A 52-year-old reverse transcription polymerase chain reaction (RT-PCR)-positive male patient was admitted with breathlessness, sore throat, and cough for 4 days. He was a known diabetic for more than 10 years and was on oral hypoglycemic drugs. After admission, he was treated with intravenous antibiotics, steroids, antiviral and multivitamins, as well as general supportive care. To avoid thrombotic problems, he was also given subcutaneous enoxaparin twice a day. His diabetes was controlled with insulin doses adjusted on a sliding scale.

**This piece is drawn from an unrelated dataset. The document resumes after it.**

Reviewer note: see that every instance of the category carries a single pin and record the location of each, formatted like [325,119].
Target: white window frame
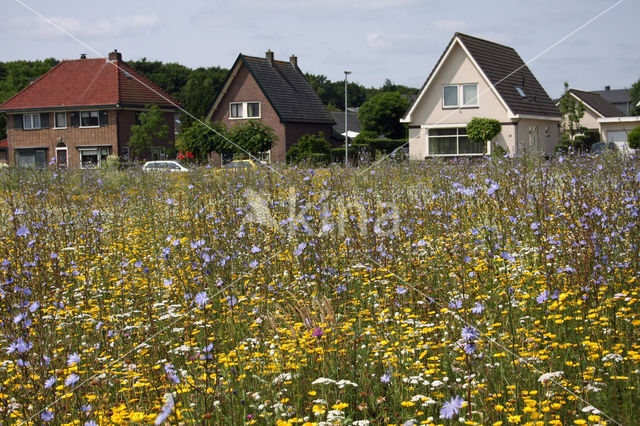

Due to worsening of symptoms and inability to maintain SpO2 above 90%, he was subjected to mechanical ventilation. High-resolution computerized tomography (HRCT) thorax revealed collapse and consolidation with diffuse GGOs in all lobes of bilateral lung fields. Bilateral pneumothorax (right > left) was also noted [Figure 2]a. Irregularly marginated cavitary lesion was seen in the right middle lobe with few internal septations pointing toward the possibility of fungal infective etiology [Figure 2]a and [Figure 2]b. Sputum for acid-fast bacilli was negative. Culture for the fungal infection revealed Candida tropicalis. He was treated with antifungal medications and was discharged after 21 days of admission after improvement of clinical condition.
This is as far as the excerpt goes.